Penso que, com esse boom de séries que tivemos nos últimos cinco anos, as produções de séries começaram a ter quase um ritmo de novela. Planos de filmagens apertados e muita correria. Por isso, gosto tanto de fazer novela pois te deixa com uma prontidão para tudo. Lembro quando comecei a gravar a série "O Negócio", na HBO, em 2013, e o ritmo era de cinema. Poucas cenas por dia e tudo com muita calma. Difícil encontrar esse ritmo hoje em dia.

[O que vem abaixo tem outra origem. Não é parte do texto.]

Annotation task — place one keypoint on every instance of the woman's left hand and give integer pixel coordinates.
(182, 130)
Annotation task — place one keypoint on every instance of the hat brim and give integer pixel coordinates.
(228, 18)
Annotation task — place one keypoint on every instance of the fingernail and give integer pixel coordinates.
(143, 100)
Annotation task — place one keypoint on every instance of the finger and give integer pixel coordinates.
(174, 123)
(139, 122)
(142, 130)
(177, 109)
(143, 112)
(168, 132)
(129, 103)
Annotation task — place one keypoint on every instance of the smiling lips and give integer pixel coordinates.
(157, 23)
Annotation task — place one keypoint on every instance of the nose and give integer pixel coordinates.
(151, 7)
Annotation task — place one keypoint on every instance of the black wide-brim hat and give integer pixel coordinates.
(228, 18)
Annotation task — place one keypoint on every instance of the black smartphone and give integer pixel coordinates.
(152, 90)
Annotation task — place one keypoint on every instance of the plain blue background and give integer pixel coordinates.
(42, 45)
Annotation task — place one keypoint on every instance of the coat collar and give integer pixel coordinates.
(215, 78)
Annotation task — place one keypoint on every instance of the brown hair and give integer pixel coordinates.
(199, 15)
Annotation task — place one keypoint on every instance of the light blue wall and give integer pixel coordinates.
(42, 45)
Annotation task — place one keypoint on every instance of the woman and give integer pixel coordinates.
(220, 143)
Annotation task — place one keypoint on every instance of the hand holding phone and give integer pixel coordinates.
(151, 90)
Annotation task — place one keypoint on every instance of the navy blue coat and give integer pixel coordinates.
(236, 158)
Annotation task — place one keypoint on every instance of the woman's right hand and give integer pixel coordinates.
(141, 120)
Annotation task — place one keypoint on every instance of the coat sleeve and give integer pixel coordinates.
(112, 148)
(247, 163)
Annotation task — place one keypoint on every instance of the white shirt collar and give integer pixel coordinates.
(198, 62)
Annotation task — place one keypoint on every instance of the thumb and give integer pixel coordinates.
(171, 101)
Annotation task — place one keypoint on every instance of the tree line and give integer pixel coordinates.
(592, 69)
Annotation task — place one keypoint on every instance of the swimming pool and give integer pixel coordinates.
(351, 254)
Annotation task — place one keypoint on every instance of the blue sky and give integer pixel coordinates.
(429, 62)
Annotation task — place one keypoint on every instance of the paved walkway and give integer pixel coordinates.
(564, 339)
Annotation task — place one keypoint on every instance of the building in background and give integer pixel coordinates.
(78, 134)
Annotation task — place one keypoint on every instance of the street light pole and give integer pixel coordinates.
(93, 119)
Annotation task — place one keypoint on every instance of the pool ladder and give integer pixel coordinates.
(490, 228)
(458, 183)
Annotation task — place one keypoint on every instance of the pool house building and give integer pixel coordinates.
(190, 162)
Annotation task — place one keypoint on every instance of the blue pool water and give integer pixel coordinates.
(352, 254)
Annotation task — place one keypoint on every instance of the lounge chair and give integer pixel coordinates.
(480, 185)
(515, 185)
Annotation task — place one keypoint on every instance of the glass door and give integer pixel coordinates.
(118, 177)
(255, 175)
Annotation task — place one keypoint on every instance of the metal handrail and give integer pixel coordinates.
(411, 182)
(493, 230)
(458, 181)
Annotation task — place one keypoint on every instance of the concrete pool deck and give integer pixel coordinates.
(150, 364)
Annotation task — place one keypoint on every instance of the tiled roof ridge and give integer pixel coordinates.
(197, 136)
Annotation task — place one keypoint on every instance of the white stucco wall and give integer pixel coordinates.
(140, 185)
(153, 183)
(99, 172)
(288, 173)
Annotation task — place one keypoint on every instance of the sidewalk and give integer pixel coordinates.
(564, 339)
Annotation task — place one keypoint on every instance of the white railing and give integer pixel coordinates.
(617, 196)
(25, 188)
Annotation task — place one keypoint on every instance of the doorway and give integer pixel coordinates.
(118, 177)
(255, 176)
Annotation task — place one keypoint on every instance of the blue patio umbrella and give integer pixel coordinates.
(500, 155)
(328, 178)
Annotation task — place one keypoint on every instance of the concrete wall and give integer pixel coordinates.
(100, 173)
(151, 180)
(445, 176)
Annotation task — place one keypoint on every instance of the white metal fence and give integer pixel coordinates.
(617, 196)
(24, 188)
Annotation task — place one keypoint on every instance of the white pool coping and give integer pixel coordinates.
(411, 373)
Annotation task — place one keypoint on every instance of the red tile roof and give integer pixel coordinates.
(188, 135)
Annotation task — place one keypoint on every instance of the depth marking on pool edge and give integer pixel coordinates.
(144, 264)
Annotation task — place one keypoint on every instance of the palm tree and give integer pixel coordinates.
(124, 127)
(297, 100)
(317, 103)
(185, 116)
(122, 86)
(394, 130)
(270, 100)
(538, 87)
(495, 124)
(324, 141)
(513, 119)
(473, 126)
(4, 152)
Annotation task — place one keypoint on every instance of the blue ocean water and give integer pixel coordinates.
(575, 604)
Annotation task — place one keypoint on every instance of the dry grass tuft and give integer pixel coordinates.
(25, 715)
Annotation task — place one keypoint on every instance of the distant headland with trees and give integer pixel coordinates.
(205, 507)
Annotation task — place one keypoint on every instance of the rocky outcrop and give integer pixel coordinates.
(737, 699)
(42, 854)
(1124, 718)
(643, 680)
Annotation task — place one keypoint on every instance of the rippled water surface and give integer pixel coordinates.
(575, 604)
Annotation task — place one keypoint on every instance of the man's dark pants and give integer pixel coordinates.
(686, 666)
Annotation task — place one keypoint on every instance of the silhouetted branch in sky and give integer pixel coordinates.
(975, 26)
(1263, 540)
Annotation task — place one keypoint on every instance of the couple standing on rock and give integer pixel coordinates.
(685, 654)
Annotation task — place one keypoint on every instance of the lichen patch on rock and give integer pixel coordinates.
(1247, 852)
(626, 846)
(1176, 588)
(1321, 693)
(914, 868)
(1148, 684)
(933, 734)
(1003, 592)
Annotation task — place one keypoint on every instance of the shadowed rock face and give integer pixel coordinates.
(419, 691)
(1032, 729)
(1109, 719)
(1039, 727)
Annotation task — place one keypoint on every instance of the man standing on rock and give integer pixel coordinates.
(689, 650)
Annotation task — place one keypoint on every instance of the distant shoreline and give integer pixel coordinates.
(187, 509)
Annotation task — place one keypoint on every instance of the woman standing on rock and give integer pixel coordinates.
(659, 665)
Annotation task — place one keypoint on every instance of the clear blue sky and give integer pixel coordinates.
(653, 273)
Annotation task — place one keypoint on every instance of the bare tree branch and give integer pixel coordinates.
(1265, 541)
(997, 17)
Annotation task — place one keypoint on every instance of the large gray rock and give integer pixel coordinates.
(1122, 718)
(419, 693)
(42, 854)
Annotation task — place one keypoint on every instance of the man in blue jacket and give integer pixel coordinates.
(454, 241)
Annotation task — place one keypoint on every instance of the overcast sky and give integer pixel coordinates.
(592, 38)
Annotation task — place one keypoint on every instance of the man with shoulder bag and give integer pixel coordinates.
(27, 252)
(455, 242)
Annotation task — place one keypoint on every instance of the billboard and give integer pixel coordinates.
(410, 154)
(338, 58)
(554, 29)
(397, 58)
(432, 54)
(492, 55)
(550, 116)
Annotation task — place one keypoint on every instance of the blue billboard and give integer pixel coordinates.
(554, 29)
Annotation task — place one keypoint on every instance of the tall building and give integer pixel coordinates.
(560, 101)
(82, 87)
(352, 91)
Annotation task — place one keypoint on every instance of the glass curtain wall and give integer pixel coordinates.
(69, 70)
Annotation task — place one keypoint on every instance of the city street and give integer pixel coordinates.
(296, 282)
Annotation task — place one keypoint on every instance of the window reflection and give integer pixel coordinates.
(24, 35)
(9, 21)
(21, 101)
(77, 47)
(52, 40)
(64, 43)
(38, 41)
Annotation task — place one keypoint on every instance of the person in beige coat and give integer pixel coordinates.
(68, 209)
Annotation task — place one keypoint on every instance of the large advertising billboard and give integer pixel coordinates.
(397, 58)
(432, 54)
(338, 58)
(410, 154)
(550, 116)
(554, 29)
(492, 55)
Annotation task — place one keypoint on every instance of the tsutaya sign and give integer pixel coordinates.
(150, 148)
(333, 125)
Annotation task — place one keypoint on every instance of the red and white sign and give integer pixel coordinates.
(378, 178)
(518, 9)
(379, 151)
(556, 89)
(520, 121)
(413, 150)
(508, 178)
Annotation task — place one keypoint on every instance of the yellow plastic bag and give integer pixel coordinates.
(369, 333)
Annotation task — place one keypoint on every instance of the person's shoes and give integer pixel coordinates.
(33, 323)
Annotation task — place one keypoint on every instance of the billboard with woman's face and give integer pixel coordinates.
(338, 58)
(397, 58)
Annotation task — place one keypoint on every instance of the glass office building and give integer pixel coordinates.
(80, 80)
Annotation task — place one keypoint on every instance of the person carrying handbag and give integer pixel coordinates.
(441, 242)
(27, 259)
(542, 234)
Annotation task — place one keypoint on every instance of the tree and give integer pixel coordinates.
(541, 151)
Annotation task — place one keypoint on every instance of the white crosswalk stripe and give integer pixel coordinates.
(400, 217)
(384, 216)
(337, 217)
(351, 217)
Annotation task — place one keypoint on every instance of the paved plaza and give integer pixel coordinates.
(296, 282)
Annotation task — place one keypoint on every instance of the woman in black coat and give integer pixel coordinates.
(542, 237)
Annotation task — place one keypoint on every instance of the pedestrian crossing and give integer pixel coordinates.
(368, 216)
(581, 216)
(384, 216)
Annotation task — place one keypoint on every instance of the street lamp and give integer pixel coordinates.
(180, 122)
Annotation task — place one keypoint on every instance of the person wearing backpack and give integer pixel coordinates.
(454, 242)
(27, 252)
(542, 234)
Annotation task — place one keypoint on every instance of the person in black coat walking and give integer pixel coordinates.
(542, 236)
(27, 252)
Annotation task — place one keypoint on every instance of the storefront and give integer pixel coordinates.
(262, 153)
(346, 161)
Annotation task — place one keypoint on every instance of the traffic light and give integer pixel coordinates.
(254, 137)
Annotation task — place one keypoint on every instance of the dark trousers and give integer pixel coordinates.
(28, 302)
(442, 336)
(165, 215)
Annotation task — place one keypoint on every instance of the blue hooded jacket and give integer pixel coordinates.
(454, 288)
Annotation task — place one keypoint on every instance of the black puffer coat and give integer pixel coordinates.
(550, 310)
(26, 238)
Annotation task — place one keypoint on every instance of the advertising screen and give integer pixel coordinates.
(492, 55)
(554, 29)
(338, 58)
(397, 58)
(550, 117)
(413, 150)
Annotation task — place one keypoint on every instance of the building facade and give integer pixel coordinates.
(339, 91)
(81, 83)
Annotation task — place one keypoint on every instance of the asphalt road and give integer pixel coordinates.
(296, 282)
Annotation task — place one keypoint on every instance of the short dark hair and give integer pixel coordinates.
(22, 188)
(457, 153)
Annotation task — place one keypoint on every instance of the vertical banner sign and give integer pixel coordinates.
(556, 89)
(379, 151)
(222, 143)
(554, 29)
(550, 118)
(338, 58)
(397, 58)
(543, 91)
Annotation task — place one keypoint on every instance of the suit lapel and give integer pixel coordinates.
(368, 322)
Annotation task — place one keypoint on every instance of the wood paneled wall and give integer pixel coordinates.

Qual é o perfil cômico que você busca em "Tire 5 Cartas" ao lado de estrelas veteranas como Lilia Cabral e Stepan Nercessian?
Em "Tire 5 Cartas" eu literalmente faço uma dupla de clown com o Allan Sousa Lima. Uma dupla de palhaço onde um "bate e o outro apanha", inspirado em "O Gordo e o Magro', "Três Patetas", Chaplin e tantos outros. Eu amo fazer comédia, mas é muito desafiador sempre. Precisa de ritmo, precisão, timing e principalmente uma boa dupla. O jogo cênico é uma delícia, ainda mais quando você tem bons parceiros que gostam de ser desafiados na comédia. Eu adorei ver o resultado em "Tire 5 Cartas". O elenco é espetacular e a minha dupla com a Lilia Cabral, Allan e a Mathy Lemos super funcionou.
Que cuidados, que sonhos, que disciplina um ator deve ter para fazer carreira hoje no país?
Penso que para ser ator no nosso país tem que ser apaixonado pelo ofício do artista e não pelo glamour que essa profissão possa trazer. É importante entender que ser artista não é estar na TV ou nos palcos. É sobre uma postura e uma responsabilidade social e política também. Também entender que cada um tem uma trajetória. Nunca se comparar ou ficar olhando a "grama do vizinho". Construir a sua carreira com seus ideais e com o que você acredita. Não ligar para os julgamentos que vão existir. Sinto que no Brasil muitas vezes somos colocados em gavetas: o comediante, o ator cult, o ator de musical. Isso é uma pena, pois não conseguem olhar para o todo. Estudamos artes cênicas justamente para sermos artistas multi. Lá fora um ator que faz comédia sempre é desafiado no drama. Aqui preciso ficar atento para não me enxergarem somente de uma forma. Por isso acho muito importante ter um planejamento, uma estratégia de carreira também. Mas mesmo assim é um mercado sem lógica. Hoje em dia, temos influenciadores, cantores, não atores como concorrentes... e faz parte. Sinto também que nosso mercado escolhe o ator/atriz da moda e esses não param de emendar um trabalho no outro, sem intervalo e sem descanso de imagem. Às vezes, esquecem que temos milhões de artistas espalhados pelo nosso país. E o que um atrista precisa é de: oportunidade.